Segundo Wellington Correa, gerente do Hortifruti da Barra, um dos entraves ao crescimento desse segmento é a produção pequena de orgânicos, o que não favorece o barateamento dos artigos. Mas essas vendas já representam 4% do faturamento da empresa.
- Com a menor diferença entre os valores de orgânicos e não-orgânicos, mais pessoas se sentirão tentadas a uma alimentação saudável. E um aumento de escala já pode trazer reduções nos preços - prevê ele.
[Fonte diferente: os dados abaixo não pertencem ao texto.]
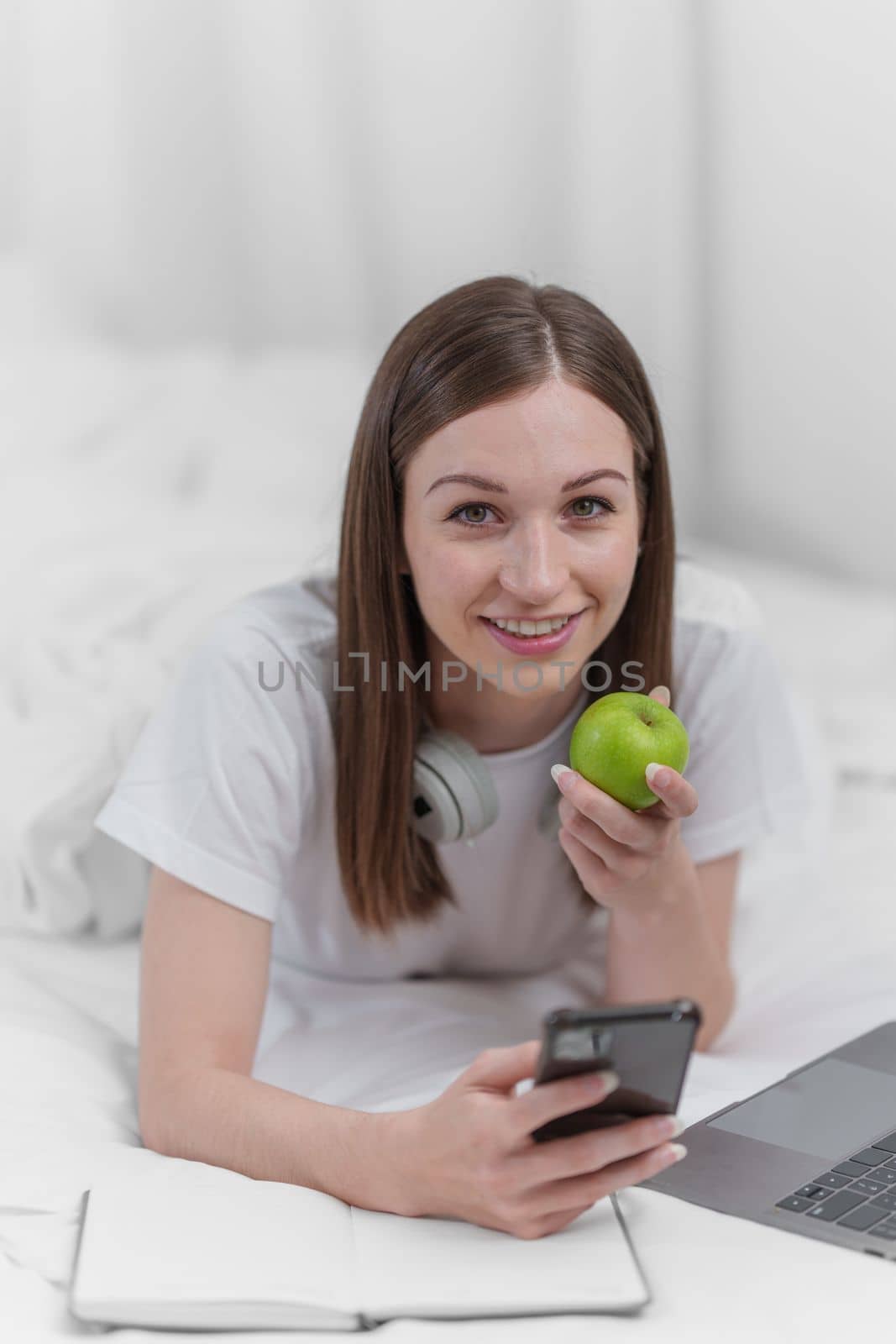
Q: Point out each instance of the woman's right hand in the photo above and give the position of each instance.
(470, 1155)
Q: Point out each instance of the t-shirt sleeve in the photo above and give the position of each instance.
(747, 761)
(217, 781)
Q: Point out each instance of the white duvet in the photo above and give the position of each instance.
(132, 528)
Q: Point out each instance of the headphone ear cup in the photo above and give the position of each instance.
(454, 795)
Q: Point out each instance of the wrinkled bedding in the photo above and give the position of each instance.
(134, 523)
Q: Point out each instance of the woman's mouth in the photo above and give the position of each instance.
(526, 640)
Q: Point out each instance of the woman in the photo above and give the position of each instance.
(510, 465)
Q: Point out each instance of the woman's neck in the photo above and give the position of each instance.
(496, 721)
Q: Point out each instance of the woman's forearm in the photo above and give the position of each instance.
(230, 1120)
(665, 949)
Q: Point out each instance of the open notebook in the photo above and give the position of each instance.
(176, 1243)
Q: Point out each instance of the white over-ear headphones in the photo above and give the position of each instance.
(454, 796)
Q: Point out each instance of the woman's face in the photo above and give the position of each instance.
(523, 543)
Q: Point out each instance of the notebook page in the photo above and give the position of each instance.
(168, 1230)
(432, 1267)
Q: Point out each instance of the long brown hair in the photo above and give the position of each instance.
(485, 342)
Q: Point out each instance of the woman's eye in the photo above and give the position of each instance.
(604, 507)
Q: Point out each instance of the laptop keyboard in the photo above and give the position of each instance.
(860, 1193)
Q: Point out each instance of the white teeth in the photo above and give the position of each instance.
(531, 627)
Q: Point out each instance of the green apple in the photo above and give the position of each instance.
(617, 738)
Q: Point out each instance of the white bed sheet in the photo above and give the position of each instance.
(134, 448)
(815, 958)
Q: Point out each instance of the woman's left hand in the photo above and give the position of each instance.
(620, 853)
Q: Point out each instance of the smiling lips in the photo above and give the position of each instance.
(533, 636)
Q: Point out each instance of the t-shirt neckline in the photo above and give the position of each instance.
(516, 754)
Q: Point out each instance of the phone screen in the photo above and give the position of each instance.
(647, 1045)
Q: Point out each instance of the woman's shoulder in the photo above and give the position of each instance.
(293, 618)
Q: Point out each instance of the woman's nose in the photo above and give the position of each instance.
(535, 564)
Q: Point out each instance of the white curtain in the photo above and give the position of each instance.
(315, 171)
(715, 174)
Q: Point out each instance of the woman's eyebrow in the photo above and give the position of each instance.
(483, 483)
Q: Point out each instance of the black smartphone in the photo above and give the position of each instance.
(647, 1045)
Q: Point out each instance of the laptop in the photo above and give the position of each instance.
(813, 1155)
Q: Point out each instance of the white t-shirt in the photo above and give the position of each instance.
(230, 786)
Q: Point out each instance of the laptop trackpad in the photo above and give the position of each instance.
(825, 1110)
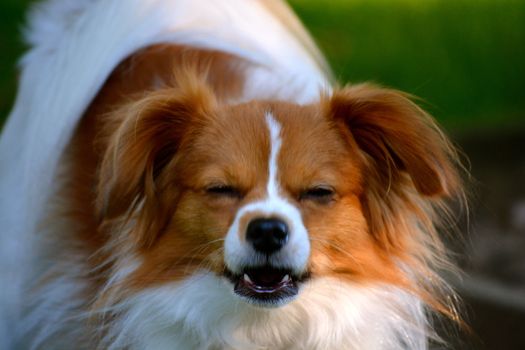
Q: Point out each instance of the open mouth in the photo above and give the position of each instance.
(265, 285)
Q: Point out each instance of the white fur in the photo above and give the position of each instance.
(294, 255)
(203, 313)
(75, 44)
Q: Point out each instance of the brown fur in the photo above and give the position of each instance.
(145, 154)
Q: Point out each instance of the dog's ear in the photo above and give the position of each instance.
(397, 136)
(146, 136)
(405, 155)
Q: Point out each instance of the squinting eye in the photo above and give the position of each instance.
(322, 194)
(223, 191)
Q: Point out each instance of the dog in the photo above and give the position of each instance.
(185, 174)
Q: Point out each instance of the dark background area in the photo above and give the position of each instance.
(466, 60)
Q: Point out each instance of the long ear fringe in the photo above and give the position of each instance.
(412, 178)
(146, 135)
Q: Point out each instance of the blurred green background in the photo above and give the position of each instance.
(464, 58)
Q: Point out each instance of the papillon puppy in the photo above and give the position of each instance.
(184, 174)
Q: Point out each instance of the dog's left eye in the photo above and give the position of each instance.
(223, 190)
(322, 194)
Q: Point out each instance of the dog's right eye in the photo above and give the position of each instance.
(224, 190)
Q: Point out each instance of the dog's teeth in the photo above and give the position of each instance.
(247, 278)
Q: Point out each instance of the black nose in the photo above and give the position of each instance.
(267, 235)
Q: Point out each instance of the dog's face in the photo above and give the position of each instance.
(267, 195)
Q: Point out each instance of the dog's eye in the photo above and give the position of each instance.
(223, 191)
(321, 194)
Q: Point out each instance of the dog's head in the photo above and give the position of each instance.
(268, 195)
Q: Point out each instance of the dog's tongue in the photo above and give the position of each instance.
(266, 277)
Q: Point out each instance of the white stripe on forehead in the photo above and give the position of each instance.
(275, 146)
(294, 255)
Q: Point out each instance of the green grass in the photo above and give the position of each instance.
(465, 58)
(11, 20)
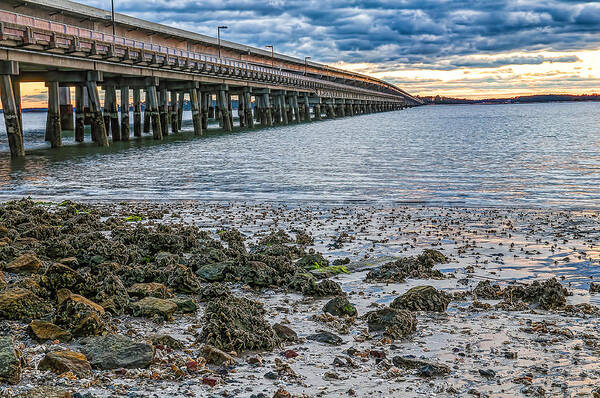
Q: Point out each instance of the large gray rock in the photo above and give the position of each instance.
(116, 351)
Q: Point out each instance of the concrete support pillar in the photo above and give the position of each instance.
(66, 109)
(147, 112)
(268, 110)
(137, 113)
(79, 114)
(223, 105)
(173, 108)
(181, 99)
(196, 111)
(98, 126)
(53, 122)
(14, 129)
(248, 109)
(164, 111)
(125, 129)
(154, 112)
(206, 98)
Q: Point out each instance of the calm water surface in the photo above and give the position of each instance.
(536, 155)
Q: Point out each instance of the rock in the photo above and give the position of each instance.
(166, 341)
(424, 368)
(420, 267)
(152, 306)
(10, 364)
(486, 291)
(151, 289)
(285, 333)
(17, 304)
(42, 331)
(66, 361)
(184, 305)
(325, 337)
(393, 323)
(81, 316)
(339, 306)
(422, 298)
(237, 324)
(46, 392)
(24, 264)
(116, 351)
(59, 276)
(215, 356)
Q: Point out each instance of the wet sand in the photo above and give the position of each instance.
(490, 352)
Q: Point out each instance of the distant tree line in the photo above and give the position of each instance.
(513, 100)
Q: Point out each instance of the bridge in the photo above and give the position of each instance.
(152, 69)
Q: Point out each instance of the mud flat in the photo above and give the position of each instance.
(190, 299)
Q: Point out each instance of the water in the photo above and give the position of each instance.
(531, 155)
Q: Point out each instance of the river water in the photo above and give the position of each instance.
(526, 155)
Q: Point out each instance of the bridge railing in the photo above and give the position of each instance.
(108, 39)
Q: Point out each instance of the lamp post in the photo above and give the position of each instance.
(219, 37)
(305, 64)
(272, 55)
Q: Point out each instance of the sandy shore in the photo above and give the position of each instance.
(470, 348)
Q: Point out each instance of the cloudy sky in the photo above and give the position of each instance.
(457, 48)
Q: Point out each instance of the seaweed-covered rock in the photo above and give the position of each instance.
(116, 351)
(24, 264)
(150, 289)
(153, 306)
(340, 306)
(10, 364)
(66, 361)
(42, 331)
(422, 298)
(18, 303)
(548, 294)
(391, 322)
(237, 324)
(419, 267)
(485, 290)
(81, 316)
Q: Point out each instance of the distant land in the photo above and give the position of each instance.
(513, 100)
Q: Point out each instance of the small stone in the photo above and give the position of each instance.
(325, 337)
(66, 361)
(339, 306)
(217, 357)
(25, 264)
(151, 289)
(10, 364)
(116, 351)
(42, 331)
(151, 306)
(285, 333)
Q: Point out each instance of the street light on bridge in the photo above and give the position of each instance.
(272, 54)
(305, 64)
(219, 37)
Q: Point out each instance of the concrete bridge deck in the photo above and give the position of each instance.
(66, 44)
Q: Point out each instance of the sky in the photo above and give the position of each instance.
(468, 49)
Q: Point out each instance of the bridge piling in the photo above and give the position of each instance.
(125, 128)
(137, 113)
(164, 112)
(79, 114)
(14, 129)
(248, 109)
(154, 113)
(99, 133)
(196, 112)
(53, 121)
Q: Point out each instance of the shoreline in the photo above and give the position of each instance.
(470, 337)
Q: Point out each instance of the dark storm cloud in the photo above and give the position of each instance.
(399, 32)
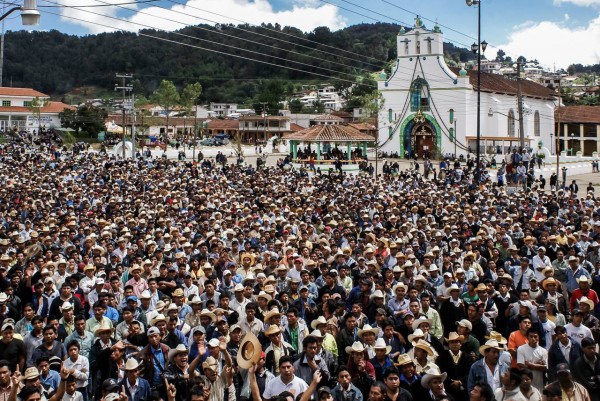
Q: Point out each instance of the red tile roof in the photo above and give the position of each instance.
(330, 133)
(496, 83)
(578, 114)
(52, 107)
(4, 91)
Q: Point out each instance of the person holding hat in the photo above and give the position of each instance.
(576, 330)
(136, 388)
(457, 364)
(433, 381)
(565, 384)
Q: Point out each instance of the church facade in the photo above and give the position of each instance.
(431, 109)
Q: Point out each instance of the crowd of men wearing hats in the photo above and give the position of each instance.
(167, 280)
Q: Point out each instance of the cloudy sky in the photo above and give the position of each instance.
(555, 32)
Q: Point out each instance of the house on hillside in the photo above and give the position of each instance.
(16, 112)
(579, 129)
(430, 108)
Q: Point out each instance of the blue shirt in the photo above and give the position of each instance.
(159, 365)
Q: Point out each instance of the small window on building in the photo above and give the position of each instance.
(511, 123)
(419, 95)
(536, 123)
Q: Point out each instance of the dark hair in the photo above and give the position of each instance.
(308, 340)
(527, 372)
(390, 371)
(485, 391)
(286, 358)
(73, 343)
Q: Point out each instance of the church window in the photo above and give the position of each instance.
(511, 123)
(419, 95)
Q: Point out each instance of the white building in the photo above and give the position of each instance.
(430, 107)
(16, 111)
(223, 109)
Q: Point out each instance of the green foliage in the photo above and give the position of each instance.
(91, 61)
(85, 118)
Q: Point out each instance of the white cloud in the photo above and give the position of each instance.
(551, 43)
(584, 3)
(305, 16)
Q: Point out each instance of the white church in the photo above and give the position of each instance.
(432, 108)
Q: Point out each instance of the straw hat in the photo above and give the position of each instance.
(380, 344)
(273, 329)
(404, 359)
(424, 345)
(206, 312)
(432, 374)
(320, 320)
(249, 351)
(357, 346)
(368, 329)
(181, 349)
(490, 344)
(421, 320)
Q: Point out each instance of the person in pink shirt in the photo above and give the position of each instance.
(138, 283)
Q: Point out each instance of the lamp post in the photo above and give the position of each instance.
(572, 144)
(478, 48)
(29, 16)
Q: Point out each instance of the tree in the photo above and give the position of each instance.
(189, 98)
(500, 55)
(85, 119)
(36, 106)
(167, 97)
(295, 106)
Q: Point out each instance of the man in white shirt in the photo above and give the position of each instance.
(286, 381)
(576, 330)
(533, 357)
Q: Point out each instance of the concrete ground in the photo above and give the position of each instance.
(579, 172)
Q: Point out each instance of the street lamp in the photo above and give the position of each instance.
(572, 143)
(478, 48)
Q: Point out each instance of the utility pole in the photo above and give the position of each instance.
(125, 88)
(557, 134)
(520, 106)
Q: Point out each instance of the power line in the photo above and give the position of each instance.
(285, 34)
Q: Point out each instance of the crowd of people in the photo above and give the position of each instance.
(162, 279)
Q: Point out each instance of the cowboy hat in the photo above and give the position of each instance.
(206, 312)
(272, 313)
(421, 320)
(587, 301)
(493, 344)
(320, 320)
(102, 329)
(424, 345)
(181, 349)
(404, 359)
(548, 281)
(249, 351)
(380, 344)
(211, 363)
(272, 329)
(432, 374)
(368, 329)
(132, 364)
(453, 287)
(454, 337)
(494, 335)
(357, 346)
(158, 318)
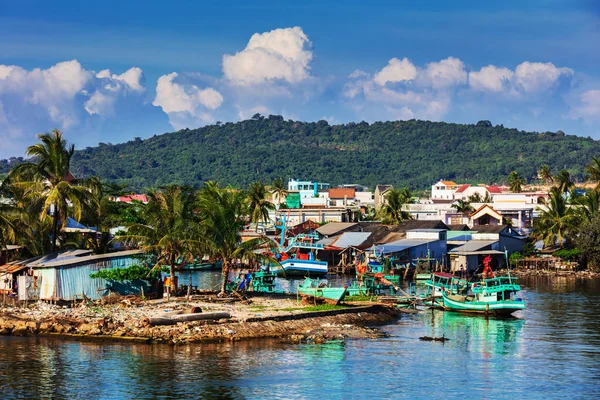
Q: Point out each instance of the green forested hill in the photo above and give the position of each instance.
(413, 153)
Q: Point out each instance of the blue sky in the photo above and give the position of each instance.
(112, 71)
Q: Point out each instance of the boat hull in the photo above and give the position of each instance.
(313, 268)
(499, 308)
(327, 294)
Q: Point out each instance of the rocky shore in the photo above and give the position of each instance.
(127, 319)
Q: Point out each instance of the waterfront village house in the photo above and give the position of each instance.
(307, 189)
(66, 275)
(342, 196)
(379, 195)
(344, 242)
(443, 191)
(467, 249)
(318, 214)
(132, 197)
(419, 244)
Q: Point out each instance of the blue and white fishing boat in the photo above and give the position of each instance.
(298, 258)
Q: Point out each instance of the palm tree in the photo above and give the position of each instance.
(258, 203)
(589, 204)
(7, 226)
(515, 181)
(391, 211)
(279, 190)
(61, 193)
(170, 229)
(545, 174)
(462, 206)
(223, 213)
(564, 182)
(594, 170)
(557, 222)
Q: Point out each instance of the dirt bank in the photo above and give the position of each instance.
(127, 319)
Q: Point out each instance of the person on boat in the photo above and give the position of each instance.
(487, 270)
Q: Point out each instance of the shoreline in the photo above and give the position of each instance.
(269, 319)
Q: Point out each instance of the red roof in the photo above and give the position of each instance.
(463, 187)
(493, 189)
(341, 193)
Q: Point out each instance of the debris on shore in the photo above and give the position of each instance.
(130, 319)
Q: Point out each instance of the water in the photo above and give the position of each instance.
(551, 351)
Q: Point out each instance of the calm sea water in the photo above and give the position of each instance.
(552, 350)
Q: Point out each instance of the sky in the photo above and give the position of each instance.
(111, 71)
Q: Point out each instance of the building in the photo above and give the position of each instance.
(66, 275)
(443, 191)
(307, 188)
(380, 193)
(339, 197)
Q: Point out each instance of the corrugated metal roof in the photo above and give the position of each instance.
(334, 227)
(60, 262)
(11, 268)
(473, 245)
(350, 239)
(403, 244)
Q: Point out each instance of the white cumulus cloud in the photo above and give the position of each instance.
(184, 101)
(589, 106)
(490, 78)
(444, 74)
(396, 71)
(279, 55)
(536, 76)
(65, 95)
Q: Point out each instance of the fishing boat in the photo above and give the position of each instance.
(262, 281)
(440, 282)
(316, 289)
(493, 296)
(202, 266)
(298, 258)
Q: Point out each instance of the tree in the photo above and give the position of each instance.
(588, 242)
(515, 182)
(278, 189)
(391, 211)
(223, 213)
(462, 206)
(545, 174)
(563, 181)
(7, 226)
(258, 203)
(171, 231)
(557, 222)
(589, 204)
(62, 194)
(593, 169)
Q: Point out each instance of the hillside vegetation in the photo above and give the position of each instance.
(404, 153)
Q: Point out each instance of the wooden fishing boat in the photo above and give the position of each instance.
(494, 296)
(319, 290)
(441, 282)
(202, 266)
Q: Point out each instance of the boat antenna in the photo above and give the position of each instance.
(507, 263)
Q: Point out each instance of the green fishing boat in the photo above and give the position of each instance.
(320, 290)
(202, 266)
(262, 281)
(494, 296)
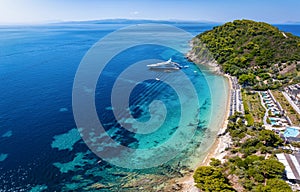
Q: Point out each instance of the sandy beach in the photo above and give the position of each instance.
(216, 150)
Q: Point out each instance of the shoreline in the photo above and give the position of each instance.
(222, 140)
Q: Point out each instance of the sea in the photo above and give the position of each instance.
(42, 146)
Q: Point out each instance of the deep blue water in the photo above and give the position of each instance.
(37, 69)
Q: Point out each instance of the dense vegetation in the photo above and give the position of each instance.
(259, 54)
(250, 164)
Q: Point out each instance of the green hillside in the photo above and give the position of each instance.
(260, 54)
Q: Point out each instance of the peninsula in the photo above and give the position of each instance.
(263, 67)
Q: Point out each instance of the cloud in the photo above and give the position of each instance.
(134, 13)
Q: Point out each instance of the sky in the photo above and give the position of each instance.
(45, 11)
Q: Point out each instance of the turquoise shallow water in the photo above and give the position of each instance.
(40, 146)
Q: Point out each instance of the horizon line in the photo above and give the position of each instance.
(141, 19)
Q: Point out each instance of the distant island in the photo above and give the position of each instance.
(259, 54)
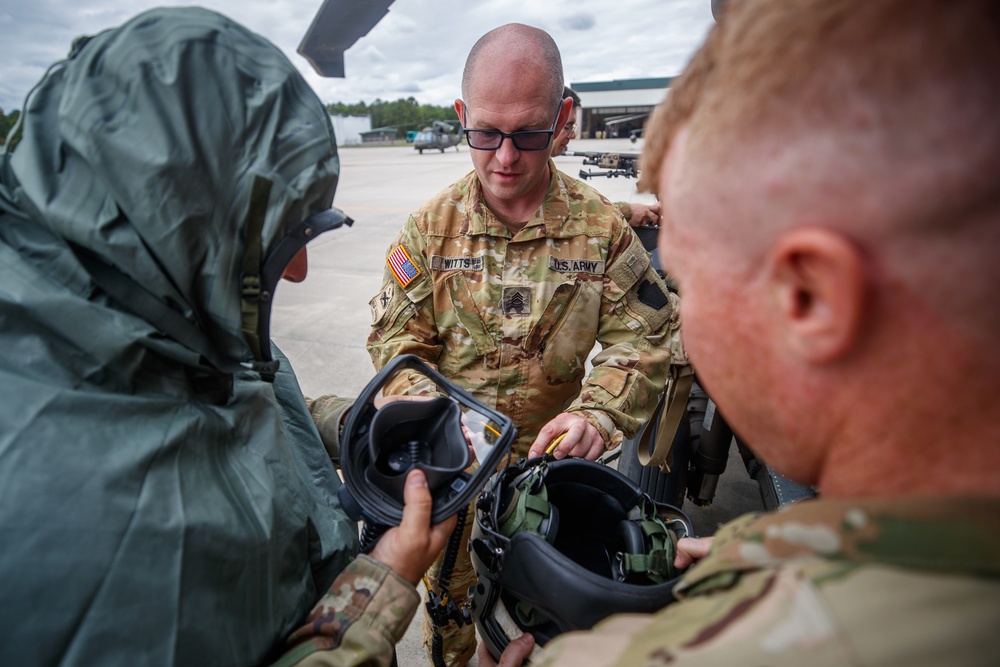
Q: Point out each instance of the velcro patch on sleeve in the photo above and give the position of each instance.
(401, 264)
(463, 263)
(652, 295)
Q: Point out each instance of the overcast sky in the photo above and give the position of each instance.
(417, 50)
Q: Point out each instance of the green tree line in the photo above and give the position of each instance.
(403, 114)
(6, 122)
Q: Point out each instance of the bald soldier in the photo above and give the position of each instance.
(506, 280)
(840, 304)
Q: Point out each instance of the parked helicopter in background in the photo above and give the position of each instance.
(440, 134)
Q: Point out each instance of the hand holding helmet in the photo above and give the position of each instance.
(410, 548)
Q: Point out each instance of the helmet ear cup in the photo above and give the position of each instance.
(633, 543)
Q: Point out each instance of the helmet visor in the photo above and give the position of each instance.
(457, 441)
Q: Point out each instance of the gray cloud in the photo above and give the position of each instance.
(417, 50)
(580, 22)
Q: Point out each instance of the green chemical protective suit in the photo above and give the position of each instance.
(159, 502)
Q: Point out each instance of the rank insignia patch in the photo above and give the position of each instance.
(517, 300)
(402, 266)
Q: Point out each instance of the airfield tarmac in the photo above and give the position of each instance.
(322, 323)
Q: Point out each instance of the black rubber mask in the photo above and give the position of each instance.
(453, 438)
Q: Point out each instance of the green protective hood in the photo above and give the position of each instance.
(154, 509)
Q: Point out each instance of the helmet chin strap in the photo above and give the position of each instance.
(259, 278)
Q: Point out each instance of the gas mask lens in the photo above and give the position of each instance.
(456, 441)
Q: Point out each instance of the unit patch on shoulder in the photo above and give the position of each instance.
(464, 263)
(381, 302)
(592, 266)
(402, 266)
(517, 300)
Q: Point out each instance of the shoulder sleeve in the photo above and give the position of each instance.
(403, 320)
(358, 622)
(328, 415)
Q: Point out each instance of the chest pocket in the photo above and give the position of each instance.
(467, 312)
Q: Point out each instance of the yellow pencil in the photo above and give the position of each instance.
(555, 443)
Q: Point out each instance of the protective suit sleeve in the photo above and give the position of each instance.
(358, 621)
(403, 319)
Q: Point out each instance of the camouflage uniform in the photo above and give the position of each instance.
(512, 318)
(826, 582)
(363, 615)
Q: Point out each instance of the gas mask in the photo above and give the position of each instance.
(456, 440)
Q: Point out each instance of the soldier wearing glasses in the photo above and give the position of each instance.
(506, 280)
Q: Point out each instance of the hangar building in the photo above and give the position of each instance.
(617, 108)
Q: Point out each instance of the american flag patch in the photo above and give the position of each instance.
(402, 266)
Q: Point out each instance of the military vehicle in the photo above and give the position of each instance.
(440, 134)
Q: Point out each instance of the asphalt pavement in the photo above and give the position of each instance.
(322, 323)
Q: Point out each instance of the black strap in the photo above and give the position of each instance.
(135, 299)
(670, 407)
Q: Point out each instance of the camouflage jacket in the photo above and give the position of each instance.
(358, 622)
(512, 318)
(826, 582)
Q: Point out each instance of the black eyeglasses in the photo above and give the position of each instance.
(523, 140)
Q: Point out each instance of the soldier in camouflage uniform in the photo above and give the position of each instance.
(637, 215)
(507, 279)
(165, 501)
(859, 149)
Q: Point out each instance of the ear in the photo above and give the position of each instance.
(817, 283)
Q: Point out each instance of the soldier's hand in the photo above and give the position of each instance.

A maior procura pelos orgânicos tem ampliado o sortimento de produtos. Além de legumes, verduras e frutas, há ainda café, cacau, ovos, leite, açúcar e carnes. Segundo Pietrangelo Leta, gestor de Categoria do Zona Sul, o frango orgânico será vendido com exclusividade no Rio pelo supermercado a partir de setembro. Será o primeiro frango 100% orgânico comercializado em supermercados - o que pressupõe que toda a cadeia produtiva segue os conceitos técnicos da alimentação orgânica. A expectativa é que represente 15% das vendas do segmento de frangos inteiros do Zona Sul. Hoje, a carne que pode ser encontrada na gôndola da rede é o filé mignon uruguaio orgânico.
Na rede Mundo Verde, os orgânicos representam 4% dos produtos da cadeia de lojas. Entre eles: sucos, macarrão, arroz, feijão, biscoitos e até papinha para bebês. E a empresa exporta 10% dos produtos orgânicos que comercializa no Brasil para a franquia internacional de Angola.
- Existe uma tendência de que a cada dia esse produto fique menos caro. E isso vai acontecer devido ao crescente aumento nas vendas e, conseqüentemente, na produção.
Ou seja, é a lei da oferta e da procura - espera Jorge Antunes, diretor-sócio da franquia, lembrando que o Brasil é o segundo maior produtor de orgânicos do mundo, atrás dos Estados Unidos.
Produtores já sentem as benesses de investir em consumidores adeptos à alimentação saudável. A King of Palms estima crescer 38% neste ano e prevê encerrar 2008 com um faturamento de R$ 16 milhões. Com duas fábricas no Baixo Amazonas, a empresa produz o palmito orgânico de açaí, primeiro produto brasileiro a receber o selo "AB" (Agriculture Biologique), aval da União Européia que atesta a origem dos alimentos de agricultura biológica. Entre os seus compradores, Carrefour, Wal-Mart e Pão de Açúcar, além dos hotéis Copacabana Palace, Othon e Sofitel.
Atenta à alimentação do filho João Gabriel, de 2 anos, a nutricionista Viviah Andrade só compra legumes e verduras orgânicos. Uma opção que lhe custa cerca de R$ 50 por semana.
Um investimento que vale a pena.
- É uma questão de saúde, de consciência alimentar. E de sabor - completou Viviah.